This is the sixth and final installment in a series of posts discussing my research into the history of the 1922 U.S. Supreme Court case of Federal Baseball Club of Baltimore v. National League, culminating in my recently released book, Baseball on Trial: The Origin of Baseball's Antitrust Exemption. Click here to read the earlier posts in the series.
Because both the Court of Appeals for the District of Columbia and the U.S. Supreme Court issued published decisions in the Federal Baseball case, most sports law enthusiasts are well aware of how Baltimore's suit against the major leagues ultimately fared on appeal. Nevertheless, I was able to discover several interesting details about both proceedings during the course of my research.
For example, the court of appeals held its oral argument in Baltimore's case less than three weeks after the news that the 1919 World Series had been fixed became public. The impact that the Black Sox scandal would have on the appellate court's decision in the case was undoubtedly a concern for the major leagues. Indeed, some suspected that the court of appeals would conclude that baseball was subject to the Sherman Act because the scandal revealed the need for greater regulation of the sport. On the other hand, it is also possible that the court may have been willing to allow the American and National Leagues greater leeway to collectively centralize their operations in order to impose the type of discipline and authority that the scandal necessitated. Thus, it is ultimately unclear what impact, if any, the Black Sox scandal had on the appellate court's decision in the case.
The court of appeals eventually reversed the trial court and held that professional baseball did not constitute interstate commerce. In particular, the circuit court characterized the major leagues as being engaged in "sport" not "commerce," while stating that Baltimore's case primarily focused on the reserve clause. This latter portion of the opinion has caused some subsequent courts and commentators to believe that the suit only involved allegations concerning the reserve clause, when in reality Baltimore's claims were broader.
Nevertheless, the Supreme Court ultimately affirmed the court of appeals' decision in 1922. Although the Supreme Court's decision has always been understood to be unanimous, my research revealed that at least two justices -- Brandeis and McKenna -- initially cast dissenting votes. Indeed, both justices eventually wrote to Justice Oliver Wendell Holmes, Jr. (pictured), the author of the majority opinion, to report that they were switching their votes so that the decision could be unanimous.
Justice Holmes's opinion in the case has regularly been misinterpreted, with many believing that it simply held that professional baseball was not sufficiently interstate in nature to fall within the Sherman Act.

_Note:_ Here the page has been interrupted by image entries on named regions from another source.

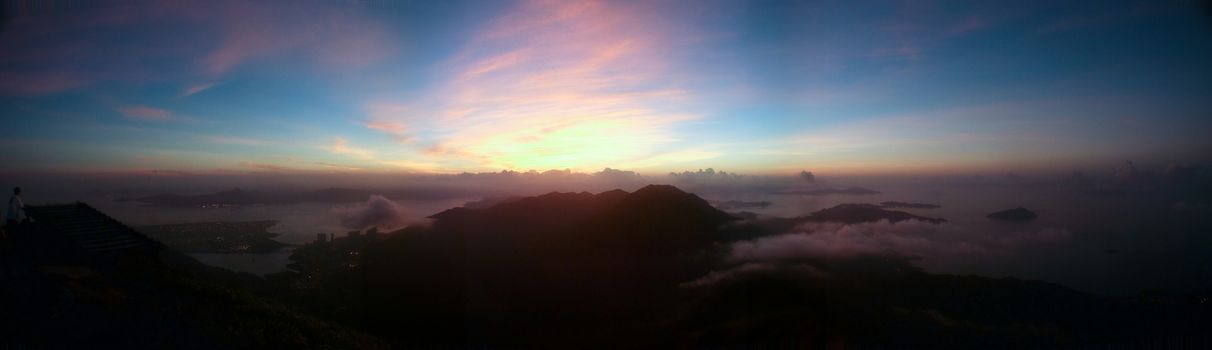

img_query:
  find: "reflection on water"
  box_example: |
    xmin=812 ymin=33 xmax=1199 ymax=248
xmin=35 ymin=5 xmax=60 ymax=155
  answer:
xmin=85 ymin=197 xmax=470 ymax=275
xmin=52 ymin=183 xmax=1212 ymax=294
xmin=189 ymin=247 xmax=295 ymax=275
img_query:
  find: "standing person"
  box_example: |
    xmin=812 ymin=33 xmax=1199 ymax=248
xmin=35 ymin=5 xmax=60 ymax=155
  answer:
xmin=5 ymin=188 xmax=25 ymax=228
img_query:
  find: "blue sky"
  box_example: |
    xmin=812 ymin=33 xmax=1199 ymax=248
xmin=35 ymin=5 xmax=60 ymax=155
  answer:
xmin=0 ymin=1 xmax=1212 ymax=173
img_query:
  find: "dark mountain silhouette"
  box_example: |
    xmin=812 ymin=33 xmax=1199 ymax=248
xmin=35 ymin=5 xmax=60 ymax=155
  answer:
xmin=271 ymin=185 xmax=1210 ymax=348
xmin=987 ymin=207 xmax=1039 ymax=222
xmin=0 ymin=203 xmax=387 ymax=349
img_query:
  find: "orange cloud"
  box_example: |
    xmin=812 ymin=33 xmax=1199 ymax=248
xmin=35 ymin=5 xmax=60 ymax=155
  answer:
xmin=387 ymin=1 xmax=704 ymax=170
xmin=328 ymin=137 xmax=375 ymax=159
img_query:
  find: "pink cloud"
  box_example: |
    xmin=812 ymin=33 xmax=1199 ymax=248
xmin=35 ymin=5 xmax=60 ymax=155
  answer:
xmin=0 ymin=0 xmax=400 ymax=97
xmin=382 ymin=1 xmax=698 ymax=168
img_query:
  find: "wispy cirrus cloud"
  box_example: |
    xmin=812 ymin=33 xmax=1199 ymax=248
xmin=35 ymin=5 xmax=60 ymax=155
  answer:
xmin=0 ymin=0 xmax=400 ymax=97
xmin=328 ymin=137 xmax=375 ymax=159
xmin=362 ymin=103 xmax=412 ymax=143
xmin=202 ymin=136 xmax=269 ymax=145
xmin=181 ymin=82 xmax=218 ymax=97
xmin=366 ymin=1 xmax=699 ymax=168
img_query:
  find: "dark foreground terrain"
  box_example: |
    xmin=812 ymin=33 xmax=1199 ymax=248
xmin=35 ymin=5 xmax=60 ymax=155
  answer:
xmin=2 ymin=185 xmax=1212 ymax=348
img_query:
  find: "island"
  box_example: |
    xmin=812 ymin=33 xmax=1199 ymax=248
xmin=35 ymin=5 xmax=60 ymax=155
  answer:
xmin=136 ymin=220 xmax=286 ymax=253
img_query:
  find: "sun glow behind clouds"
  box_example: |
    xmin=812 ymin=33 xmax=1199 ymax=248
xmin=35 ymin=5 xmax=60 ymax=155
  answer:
xmin=367 ymin=1 xmax=698 ymax=170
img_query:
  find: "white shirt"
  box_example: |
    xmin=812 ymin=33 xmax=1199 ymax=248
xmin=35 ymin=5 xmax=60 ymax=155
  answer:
xmin=5 ymin=195 xmax=25 ymax=222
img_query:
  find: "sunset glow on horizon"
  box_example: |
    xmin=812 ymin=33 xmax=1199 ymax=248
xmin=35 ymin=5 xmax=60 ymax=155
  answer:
xmin=0 ymin=1 xmax=1212 ymax=174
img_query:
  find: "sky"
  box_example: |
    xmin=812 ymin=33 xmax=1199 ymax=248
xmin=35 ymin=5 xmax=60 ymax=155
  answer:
xmin=0 ymin=0 xmax=1212 ymax=174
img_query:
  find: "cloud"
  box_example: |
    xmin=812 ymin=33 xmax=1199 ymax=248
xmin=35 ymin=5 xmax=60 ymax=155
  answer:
xmin=800 ymin=171 xmax=817 ymax=184
xmin=367 ymin=1 xmax=715 ymax=171
xmin=726 ymin=220 xmax=1071 ymax=262
xmin=362 ymin=102 xmax=415 ymax=143
xmin=328 ymin=137 xmax=375 ymax=159
xmin=333 ymin=195 xmax=408 ymax=230
xmin=118 ymin=105 xmax=173 ymax=121
xmin=204 ymin=136 xmax=269 ymax=145
xmin=181 ymin=82 xmax=218 ymax=97
xmin=678 ymin=263 xmax=827 ymax=288
xmin=0 ymin=0 xmax=400 ymax=97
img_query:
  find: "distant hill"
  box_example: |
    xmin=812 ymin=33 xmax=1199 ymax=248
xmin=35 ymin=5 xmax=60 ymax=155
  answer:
xmin=0 ymin=203 xmax=387 ymax=349
xmin=275 ymin=185 xmax=1210 ymax=348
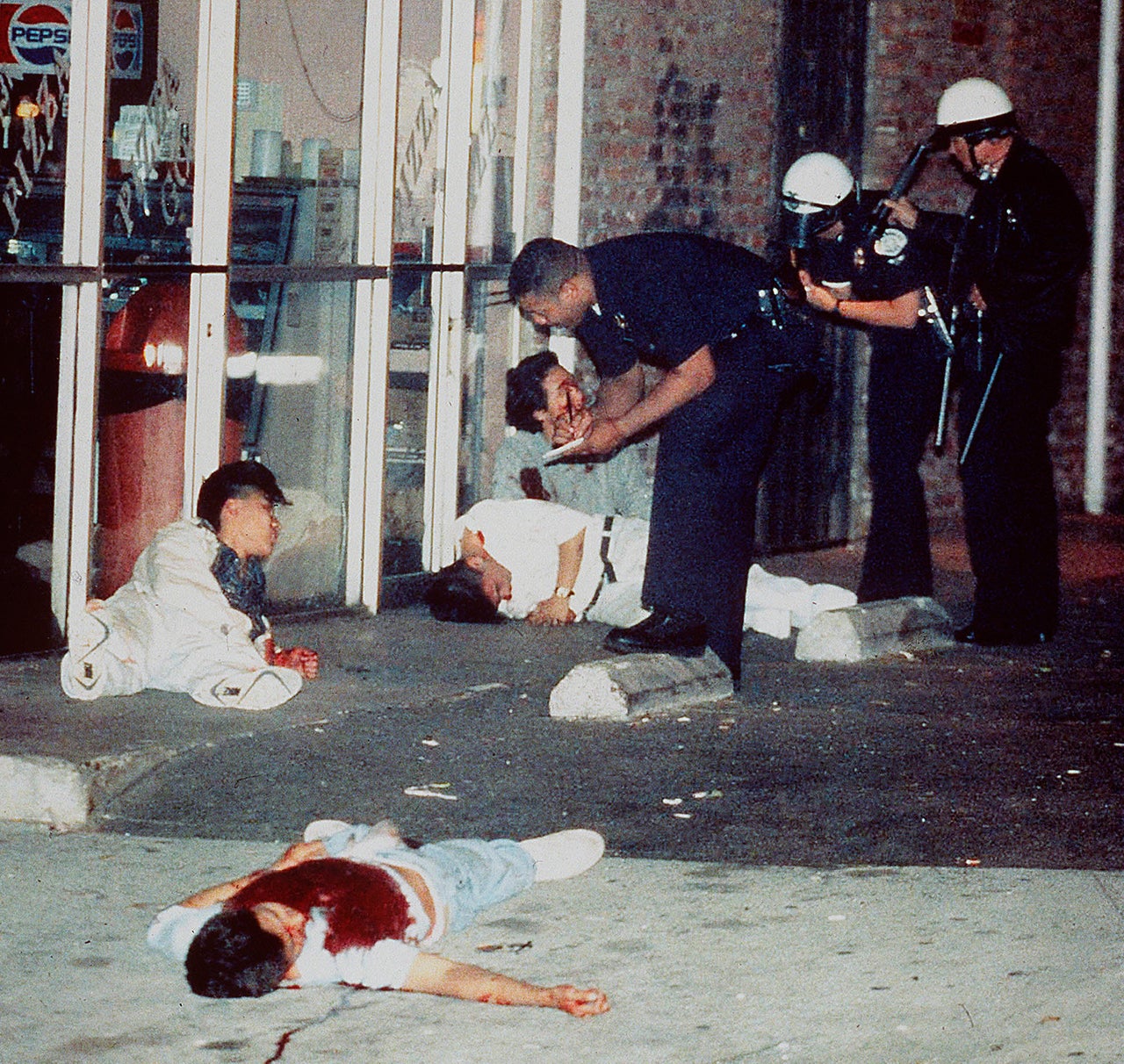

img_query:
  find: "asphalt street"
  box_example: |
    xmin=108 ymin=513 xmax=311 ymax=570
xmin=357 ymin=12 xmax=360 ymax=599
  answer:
xmin=87 ymin=519 xmax=1124 ymax=868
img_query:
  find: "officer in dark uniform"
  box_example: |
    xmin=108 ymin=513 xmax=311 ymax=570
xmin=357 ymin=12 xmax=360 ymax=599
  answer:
xmin=782 ymin=152 xmax=943 ymax=602
xmin=895 ymin=77 xmax=1088 ymax=646
xmin=508 ymin=233 xmax=802 ymax=684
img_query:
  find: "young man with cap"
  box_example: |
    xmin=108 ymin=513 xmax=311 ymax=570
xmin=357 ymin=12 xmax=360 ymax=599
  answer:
xmin=61 ymin=462 xmax=320 ymax=709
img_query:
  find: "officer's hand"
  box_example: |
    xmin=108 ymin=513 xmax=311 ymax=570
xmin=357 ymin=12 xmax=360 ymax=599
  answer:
xmin=551 ymin=409 xmax=594 ymax=447
xmin=883 ymin=199 xmax=919 ymax=229
xmin=527 ymin=594 xmax=578 ymax=626
xmin=570 ymin=418 xmax=627 ymax=457
xmin=800 ymin=270 xmax=839 ymax=313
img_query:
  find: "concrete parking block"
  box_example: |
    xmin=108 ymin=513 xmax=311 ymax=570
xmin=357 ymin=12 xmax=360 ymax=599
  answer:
xmin=0 ymin=747 xmax=172 ymax=831
xmin=550 ymin=650 xmax=734 ymax=720
xmin=796 ymin=597 xmax=952 ymax=662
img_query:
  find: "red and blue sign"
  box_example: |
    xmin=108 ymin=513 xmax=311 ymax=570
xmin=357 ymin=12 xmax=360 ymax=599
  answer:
xmin=0 ymin=0 xmax=144 ymax=77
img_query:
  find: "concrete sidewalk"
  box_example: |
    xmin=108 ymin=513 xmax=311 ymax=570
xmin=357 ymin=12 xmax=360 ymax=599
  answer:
xmin=0 ymin=824 xmax=1124 ymax=1064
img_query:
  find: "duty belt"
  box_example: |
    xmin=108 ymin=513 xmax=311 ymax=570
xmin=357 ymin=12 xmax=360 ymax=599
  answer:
xmin=586 ymin=514 xmax=617 ymax=614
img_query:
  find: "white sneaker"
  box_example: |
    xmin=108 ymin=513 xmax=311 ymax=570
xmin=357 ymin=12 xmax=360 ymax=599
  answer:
xmin=519 ymin=828 xmax=605 ymax=883
xmin=305 ymin=820 xmax=350 ymax=843
xmin=61 ymin=610 xmax=109 ymax=699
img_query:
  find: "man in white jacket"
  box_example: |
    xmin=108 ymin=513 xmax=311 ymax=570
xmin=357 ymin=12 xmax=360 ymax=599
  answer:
xmin=61 ymin=462 xmax=320 ymax=709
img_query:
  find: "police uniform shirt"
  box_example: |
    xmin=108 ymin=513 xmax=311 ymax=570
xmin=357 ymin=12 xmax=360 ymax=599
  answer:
xmin=574 ymin=233 xmax=774 ymax=377
xmin=811 ymin=196 xmax=936 ymax=302
xmin=951 ymin=137 xmax=1088 ymax=349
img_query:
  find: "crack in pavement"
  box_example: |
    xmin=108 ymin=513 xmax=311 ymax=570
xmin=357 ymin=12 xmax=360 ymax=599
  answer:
xmin=264 ymin=988 xmax=357 ymax=1064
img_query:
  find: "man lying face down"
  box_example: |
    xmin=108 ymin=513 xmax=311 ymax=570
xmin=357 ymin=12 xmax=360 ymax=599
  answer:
xmin=426 ymin=499 xmax=649 ymax=625
xmin=148 ymin=820 xmax=609 ymax=1016
xmin=425 ymin=499 xmax=855 ymax=637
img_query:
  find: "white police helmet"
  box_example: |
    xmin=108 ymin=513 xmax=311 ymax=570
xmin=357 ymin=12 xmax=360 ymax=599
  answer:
xmin=936 ymin=77 xmax=1017 ymax=143
xmin=780 ymin=152 xmax=855 ymax=214
xmin=780 ymin=152 xmax=859 ymax=248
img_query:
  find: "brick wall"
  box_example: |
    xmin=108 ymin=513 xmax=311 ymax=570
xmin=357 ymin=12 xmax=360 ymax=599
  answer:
xmin=581 ymin=0 xmax=776 ymax=250
xmin=566 ymin=0 xmax=1124 ymax=519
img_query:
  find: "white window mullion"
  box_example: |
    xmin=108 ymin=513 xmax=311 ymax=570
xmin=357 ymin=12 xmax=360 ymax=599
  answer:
xmin=184 ymin=0 xmax=238 ymax=505
xmin=344 ymin=0 xmax=401 ymax=613
xmin=51 ymin=281 xmax=101 ymax=631
xmin=51 ymin=0 xmax=109 ymax=631
xmin=422 ymin=0 xmax=475 ymax=569
xmin=551 ymin=0 xmax=586 ymax=370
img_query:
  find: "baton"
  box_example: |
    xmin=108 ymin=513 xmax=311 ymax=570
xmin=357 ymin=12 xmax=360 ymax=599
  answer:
xmin=917 ymin=284 xmax=956 ymax=454
xmin=960 ymin=350 xmax=1003 ymax=465
xmin=933 ymin=355 xmax=952 ymax=454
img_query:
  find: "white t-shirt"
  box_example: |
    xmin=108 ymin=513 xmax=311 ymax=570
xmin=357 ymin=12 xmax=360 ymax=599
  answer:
xmin=454 ymin=499 xmax=605 ymax=620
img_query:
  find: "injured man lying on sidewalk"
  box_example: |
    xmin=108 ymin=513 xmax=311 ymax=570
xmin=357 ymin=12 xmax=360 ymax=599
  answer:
xmin=148 ymin=820 xmax=609 ymax=1016
xmin=60 ymin=462 xmax=320 ymax=709
xmin=425 ymin=499 xmax=855 ymax=638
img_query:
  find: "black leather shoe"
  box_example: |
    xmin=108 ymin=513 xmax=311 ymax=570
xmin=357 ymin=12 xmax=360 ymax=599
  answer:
xmin=603 ymin=611 xmax=706 ymax=658
xmin=952 ymin=622 xmax=1053 ymax=646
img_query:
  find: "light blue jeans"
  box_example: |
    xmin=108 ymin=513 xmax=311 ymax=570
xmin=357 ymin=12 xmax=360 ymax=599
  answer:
xmin=324 ymin=823 xmax=535 ymax=931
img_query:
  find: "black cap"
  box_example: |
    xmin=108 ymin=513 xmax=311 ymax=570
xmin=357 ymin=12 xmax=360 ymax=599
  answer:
xmin=196 ymin=459 xmax=289 ymax=529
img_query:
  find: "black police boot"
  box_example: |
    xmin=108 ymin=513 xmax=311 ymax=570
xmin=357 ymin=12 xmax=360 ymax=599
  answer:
xmin=603 ymin=610 xmax=706 ymax=658
xmin=952 ymin=620 xmax=1053 ymax=646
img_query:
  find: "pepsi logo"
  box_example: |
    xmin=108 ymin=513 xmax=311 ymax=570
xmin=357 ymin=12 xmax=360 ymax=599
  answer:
xmin=4 ymin=4 xmax=69 ymax=71
xmin=110 ymin=4 xmax=143 ymax=77
xmin=0 ymin=0 xmax=144 ymax=79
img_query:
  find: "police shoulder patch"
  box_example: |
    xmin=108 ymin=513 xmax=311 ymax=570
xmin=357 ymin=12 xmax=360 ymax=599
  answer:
xmin=875 ymin=229 xmax=910 ymax=258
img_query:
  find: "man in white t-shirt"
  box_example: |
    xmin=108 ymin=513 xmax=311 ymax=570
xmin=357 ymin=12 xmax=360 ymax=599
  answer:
xmin=425 ymin=499 xmax=855 ymax=637
xmin=491 ymin=350 xmax=652 ymax=518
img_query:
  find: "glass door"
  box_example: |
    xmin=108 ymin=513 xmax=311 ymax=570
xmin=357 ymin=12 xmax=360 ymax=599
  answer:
xmin=227 ymin=0 xmax=366 ymax=607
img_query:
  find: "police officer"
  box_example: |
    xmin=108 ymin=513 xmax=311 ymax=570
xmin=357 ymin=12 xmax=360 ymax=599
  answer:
xmin=782 ymin=152 xmax=942 ymax=602
xmin=508 ymin=233 xmax=794 ymax=684
xmin=894 ymin=77 xmax=1088 ymax=646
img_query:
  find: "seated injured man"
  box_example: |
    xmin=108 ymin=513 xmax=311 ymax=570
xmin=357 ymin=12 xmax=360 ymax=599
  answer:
xmin=148 ymin=820 xmax=609 ymax=1016
xmin=425 ymin=499 xmax=855 ymax=637
xmin=61 ymin=462 xmax=320 ymax=709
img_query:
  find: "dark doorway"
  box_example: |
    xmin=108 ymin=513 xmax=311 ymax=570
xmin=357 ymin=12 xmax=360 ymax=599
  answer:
xmin=0 ymin=284 xmax=61 ymax=654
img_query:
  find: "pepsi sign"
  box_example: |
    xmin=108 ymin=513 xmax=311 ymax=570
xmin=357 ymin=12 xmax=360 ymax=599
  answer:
xmin=0 ymin=0 xmax=144 ymax=79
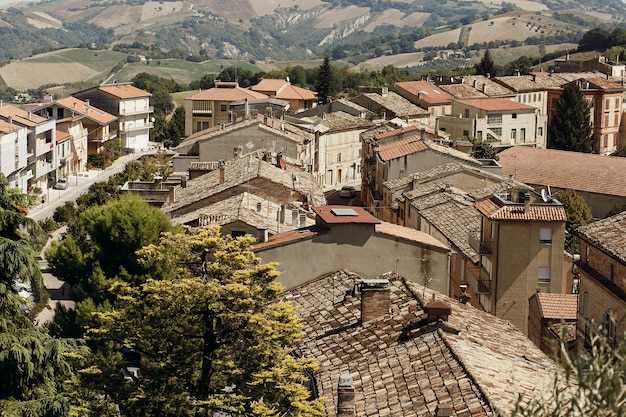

In reality, Holmes' decision was premised on two separate grounds. Most fundamentally, he determined that baseball was not commerce, adopting the major leagues' characterization of the term as being limited to the production or sale of tangible goods. In particular, Holmes stated that "the exhibition, although made for money would not be called trade or commerce in the commonly accepted use of those words." In addition, Holmes also determined that professional baseball was not interstate in nature because the entire source of the industry's revenue -- i.e., ticket sales to baseball exhibitions -- was generated within a single state. The transportation of players across state lines, he concluded, was thus merely "incidental."
While subsequent commentators have been highly critical of Holmes' decision in the case, my research revealed that both parts of his holding were consistent with the legal precedents in place at the time. Moreover, neither of these arguments was ever effectively rebutted by Baltimore's counsel in its briefing. Therefore, my book ultimately concludes that the Federal Baseball case, although heavily criticized today, was in fact correctly decided given the applicable legal precedents in place in 1922.